[ 
https://issues.apache.org/jira/browse/HBASE-21165?page=com.atlassian.jira.plugin.system.issuetabpanels:comment-tabpanel&focusedCommentId=16612489#comment-16612489
 ] 

stack commented on HBASE-21165:
-------------------------------

.001 is a simple log line that gives some sense of the amount of entries in 
WALs. Needs more logging for later stages of processing. In fact, let me commit 
this patch in a sub-issue and leave this open as an umbrella.

> During ProcedureStore load, there is no listing of progress...
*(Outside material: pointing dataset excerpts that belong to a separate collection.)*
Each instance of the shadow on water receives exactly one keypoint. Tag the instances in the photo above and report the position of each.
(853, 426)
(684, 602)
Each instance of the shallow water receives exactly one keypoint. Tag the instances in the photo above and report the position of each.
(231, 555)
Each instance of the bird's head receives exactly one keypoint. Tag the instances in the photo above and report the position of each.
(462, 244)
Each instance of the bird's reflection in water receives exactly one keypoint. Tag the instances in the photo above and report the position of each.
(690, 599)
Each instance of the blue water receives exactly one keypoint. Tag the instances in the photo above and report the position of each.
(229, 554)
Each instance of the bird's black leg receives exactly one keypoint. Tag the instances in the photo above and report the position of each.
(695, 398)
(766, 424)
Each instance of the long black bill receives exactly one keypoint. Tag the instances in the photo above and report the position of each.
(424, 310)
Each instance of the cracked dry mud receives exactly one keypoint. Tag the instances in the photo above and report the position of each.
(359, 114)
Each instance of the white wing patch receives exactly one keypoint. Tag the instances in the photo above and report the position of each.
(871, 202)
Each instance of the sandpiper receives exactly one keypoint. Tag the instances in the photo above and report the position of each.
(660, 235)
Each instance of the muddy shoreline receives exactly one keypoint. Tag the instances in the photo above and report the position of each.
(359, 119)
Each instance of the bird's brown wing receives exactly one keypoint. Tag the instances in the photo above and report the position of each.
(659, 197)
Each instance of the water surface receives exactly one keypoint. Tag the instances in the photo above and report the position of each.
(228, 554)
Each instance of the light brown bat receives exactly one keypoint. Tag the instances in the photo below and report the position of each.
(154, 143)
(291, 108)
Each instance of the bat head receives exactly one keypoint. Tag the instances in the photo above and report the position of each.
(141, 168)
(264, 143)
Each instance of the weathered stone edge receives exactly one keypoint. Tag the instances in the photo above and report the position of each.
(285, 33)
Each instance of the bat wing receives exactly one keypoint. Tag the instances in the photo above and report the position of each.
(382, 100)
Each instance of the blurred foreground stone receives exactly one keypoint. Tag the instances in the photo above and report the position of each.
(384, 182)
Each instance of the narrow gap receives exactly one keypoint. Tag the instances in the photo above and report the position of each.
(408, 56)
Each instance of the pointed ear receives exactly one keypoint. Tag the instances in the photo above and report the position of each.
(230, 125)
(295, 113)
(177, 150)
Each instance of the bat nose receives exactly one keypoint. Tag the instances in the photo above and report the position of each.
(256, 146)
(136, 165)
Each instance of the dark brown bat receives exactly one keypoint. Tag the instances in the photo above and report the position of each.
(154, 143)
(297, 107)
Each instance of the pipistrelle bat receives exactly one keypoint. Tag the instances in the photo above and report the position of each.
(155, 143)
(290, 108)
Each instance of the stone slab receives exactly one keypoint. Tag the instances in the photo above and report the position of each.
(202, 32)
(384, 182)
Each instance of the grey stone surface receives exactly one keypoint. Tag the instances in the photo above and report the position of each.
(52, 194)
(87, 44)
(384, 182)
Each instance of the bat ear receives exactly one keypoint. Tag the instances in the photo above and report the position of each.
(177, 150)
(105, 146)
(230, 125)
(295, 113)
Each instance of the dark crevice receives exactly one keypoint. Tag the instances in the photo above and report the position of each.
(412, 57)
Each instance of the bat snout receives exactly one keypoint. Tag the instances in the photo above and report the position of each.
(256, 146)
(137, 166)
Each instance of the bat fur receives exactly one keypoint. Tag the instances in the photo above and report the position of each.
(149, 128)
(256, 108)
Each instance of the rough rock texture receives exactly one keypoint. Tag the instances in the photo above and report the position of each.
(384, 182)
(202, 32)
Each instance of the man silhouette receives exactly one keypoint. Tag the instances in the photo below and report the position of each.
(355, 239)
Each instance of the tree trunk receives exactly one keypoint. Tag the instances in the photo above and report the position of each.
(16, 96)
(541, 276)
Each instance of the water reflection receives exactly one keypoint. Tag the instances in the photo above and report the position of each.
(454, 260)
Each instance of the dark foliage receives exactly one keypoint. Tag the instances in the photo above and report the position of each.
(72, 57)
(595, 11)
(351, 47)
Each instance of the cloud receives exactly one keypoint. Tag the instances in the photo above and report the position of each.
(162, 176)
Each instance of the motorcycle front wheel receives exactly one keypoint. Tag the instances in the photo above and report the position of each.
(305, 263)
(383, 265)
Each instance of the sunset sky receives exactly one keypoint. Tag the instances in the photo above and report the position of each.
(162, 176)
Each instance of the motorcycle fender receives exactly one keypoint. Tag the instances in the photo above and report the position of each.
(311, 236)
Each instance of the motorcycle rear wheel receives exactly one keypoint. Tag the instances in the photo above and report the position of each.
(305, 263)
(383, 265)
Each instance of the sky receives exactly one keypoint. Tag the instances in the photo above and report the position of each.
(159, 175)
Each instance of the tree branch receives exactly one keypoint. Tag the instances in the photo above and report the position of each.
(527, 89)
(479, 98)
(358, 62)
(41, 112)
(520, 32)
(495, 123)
> --------------------------------------------------------------
>
>                 Key: HBASE-21165
>                 URL: https://issues.apache.org/jira/browse/HBASE-21165
>             Project: HBase
>          Issue Type: Bug
>          Components: amv2, Operability
>            Reporter: stack
>            Assignee: stack
>            Priority: Major
>         Attachments: HBASE-21165.branch-2.1.001.patch
>
>
> I  have a Master that crashed on a large cluster with hundreds of outstanding 
> Procedure WALs and (probably --TBD) a few million Procedures to load. It is 
> taking a long time (two hours)... 
> There were STUCK procedures that were preventing clean-up of the old WALs.
> I can tell we are making progress by enabling TRACE on the Procedure Store. 
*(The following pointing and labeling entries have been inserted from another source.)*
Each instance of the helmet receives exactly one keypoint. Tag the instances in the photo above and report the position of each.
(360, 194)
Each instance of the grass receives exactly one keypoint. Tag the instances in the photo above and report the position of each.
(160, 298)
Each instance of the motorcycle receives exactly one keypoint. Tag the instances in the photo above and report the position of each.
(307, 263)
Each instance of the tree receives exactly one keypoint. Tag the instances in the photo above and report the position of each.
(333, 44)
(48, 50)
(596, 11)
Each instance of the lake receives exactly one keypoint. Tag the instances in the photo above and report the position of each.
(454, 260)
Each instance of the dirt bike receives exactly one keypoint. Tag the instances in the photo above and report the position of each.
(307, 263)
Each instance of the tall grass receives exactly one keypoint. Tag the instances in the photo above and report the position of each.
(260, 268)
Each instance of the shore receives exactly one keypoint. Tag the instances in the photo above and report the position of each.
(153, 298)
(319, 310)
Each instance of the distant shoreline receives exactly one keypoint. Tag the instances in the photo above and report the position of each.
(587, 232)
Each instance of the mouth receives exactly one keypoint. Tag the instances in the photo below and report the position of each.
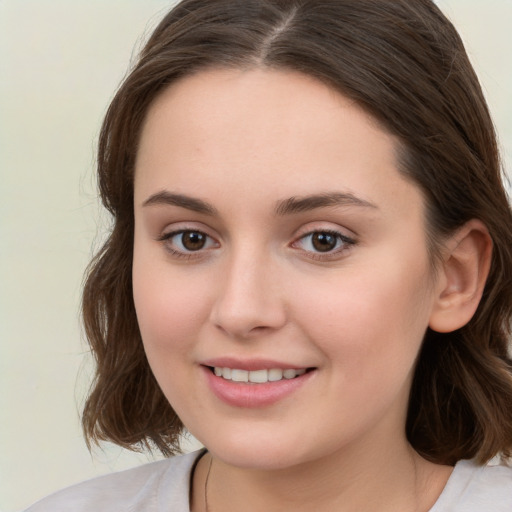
(261, 376)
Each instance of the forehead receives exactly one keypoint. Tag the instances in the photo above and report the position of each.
(272, 133)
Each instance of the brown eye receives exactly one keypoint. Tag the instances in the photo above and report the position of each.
(324, 242)
(193, 240)
(187, 241)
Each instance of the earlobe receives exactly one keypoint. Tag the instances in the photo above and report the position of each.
(462, 275)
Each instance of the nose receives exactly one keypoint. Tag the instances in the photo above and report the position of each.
(250, 299)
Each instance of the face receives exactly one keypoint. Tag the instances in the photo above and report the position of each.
(281, 276)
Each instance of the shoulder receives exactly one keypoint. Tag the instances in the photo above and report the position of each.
(147, 487)
(474, 488)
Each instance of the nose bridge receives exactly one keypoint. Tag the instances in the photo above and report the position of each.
(249, 299)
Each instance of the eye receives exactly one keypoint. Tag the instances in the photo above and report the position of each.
(326, 242)
(187, 241)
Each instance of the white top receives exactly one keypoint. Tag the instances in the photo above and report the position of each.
(164, 486)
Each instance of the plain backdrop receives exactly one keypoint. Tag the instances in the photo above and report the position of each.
(60, 62)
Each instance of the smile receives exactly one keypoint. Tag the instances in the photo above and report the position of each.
(257, 376)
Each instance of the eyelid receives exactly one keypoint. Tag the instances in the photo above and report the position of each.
(347, 242)
(166, 239)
> Better would be an emission as we made progress through the files with an 
> output after every so many procedures loaded.
> Then, post-load, there is a long time spent sorting-out the Procedure 
> image... We are in finish for ages doing stuff like:
> {code}
> "master/vc0207:22001:becomeActiveMaster" #98 daemon prio=5 os_prio=0 
> tid=0x0000000000d31800 nid=0x1efc0 runnable [0x00007f0a3c17d000]
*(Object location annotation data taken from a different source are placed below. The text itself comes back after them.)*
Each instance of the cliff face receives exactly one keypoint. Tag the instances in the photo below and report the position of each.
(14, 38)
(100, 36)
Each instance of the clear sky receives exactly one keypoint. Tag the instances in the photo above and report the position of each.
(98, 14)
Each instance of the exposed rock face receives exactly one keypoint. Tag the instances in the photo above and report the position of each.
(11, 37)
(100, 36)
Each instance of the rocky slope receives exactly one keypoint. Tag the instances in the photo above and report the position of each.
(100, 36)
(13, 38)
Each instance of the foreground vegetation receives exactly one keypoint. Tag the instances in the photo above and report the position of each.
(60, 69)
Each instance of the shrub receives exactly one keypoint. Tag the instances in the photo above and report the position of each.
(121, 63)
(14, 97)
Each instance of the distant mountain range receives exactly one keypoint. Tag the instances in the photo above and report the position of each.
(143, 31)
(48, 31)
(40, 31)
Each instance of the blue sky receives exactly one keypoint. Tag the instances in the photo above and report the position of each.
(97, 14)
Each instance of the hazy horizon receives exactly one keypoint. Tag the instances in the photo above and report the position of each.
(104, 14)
>    java.lang.Thread.State: RUNNABLE
>         at 
> org.apache.hadoop.hbase.procedure2.store.wal.ProcedureWALFormatReader$WalProcedureMap.removeFromMap(ProcedureWALFormatReader.java:837)
>         at 
> org.apache.hadoop.hbase.procedure2.store.wal.ProcedureWALFormatReader$WalProcedureMap.fetchReady(ProcedureWALFormatReader.java:614)
>         at 
> org.apache.hadoop.hbase.procedure2.store.wal.ProcedureWALFormatReader.finish(ProcedureWALFormatReader.java:201)
>         at 
> org.apache.hadoop.hbase.procedure2.store.wal.ProcedureWALFormat.load(ProcedureWALFormat.java:94)
>         at 
> org.apache.hadoop.hbase.procedure2.store.wal.WALProcedureStore.load(WALProcedureStore.java:426)
>         at 
> org.apache.hadoop.hbase.procedure2.ProcedureExecutor.load(ProcedureExecutor.java:382)
>         at 
> org.apache.hadoop.hbase.procedure2.ProcedureExecutor.init(ProcedureExecutor.java:663)
>         at 
> org.apache.hadoop.hbase.master.HMaster.createProcedureExecutor(HMaster.java:1335)
>         at 
> org.apache.hadoop.hbase.master.HMaster.finishActiveMasterInitialization(HMaster.java:878)
>         at 
> org.apache.hadoop.hbase.master.HMaster.startActiveMasterManager(HMaster.java:2119)
>         at 
> org.apache.hadoop.hbase.master.HMaster.lambda$run$0(HMaster.java:567)
>         at 
> org.apache.hadoop.hbase.master.HMaster$$Lambda$42/1930759883.run(Unknown 
> Source)
>         at java.lang.Thread.run(Thread.java:748)
> {code}
> and....
> {code}
> "master/vc0207:22001:becomeActiveMaster" #98 daemon prio=5 os_prio=0 
> tid=0x0000000000d31800 nid=0x1efc0 runnable [0x00007f0a3c17d000]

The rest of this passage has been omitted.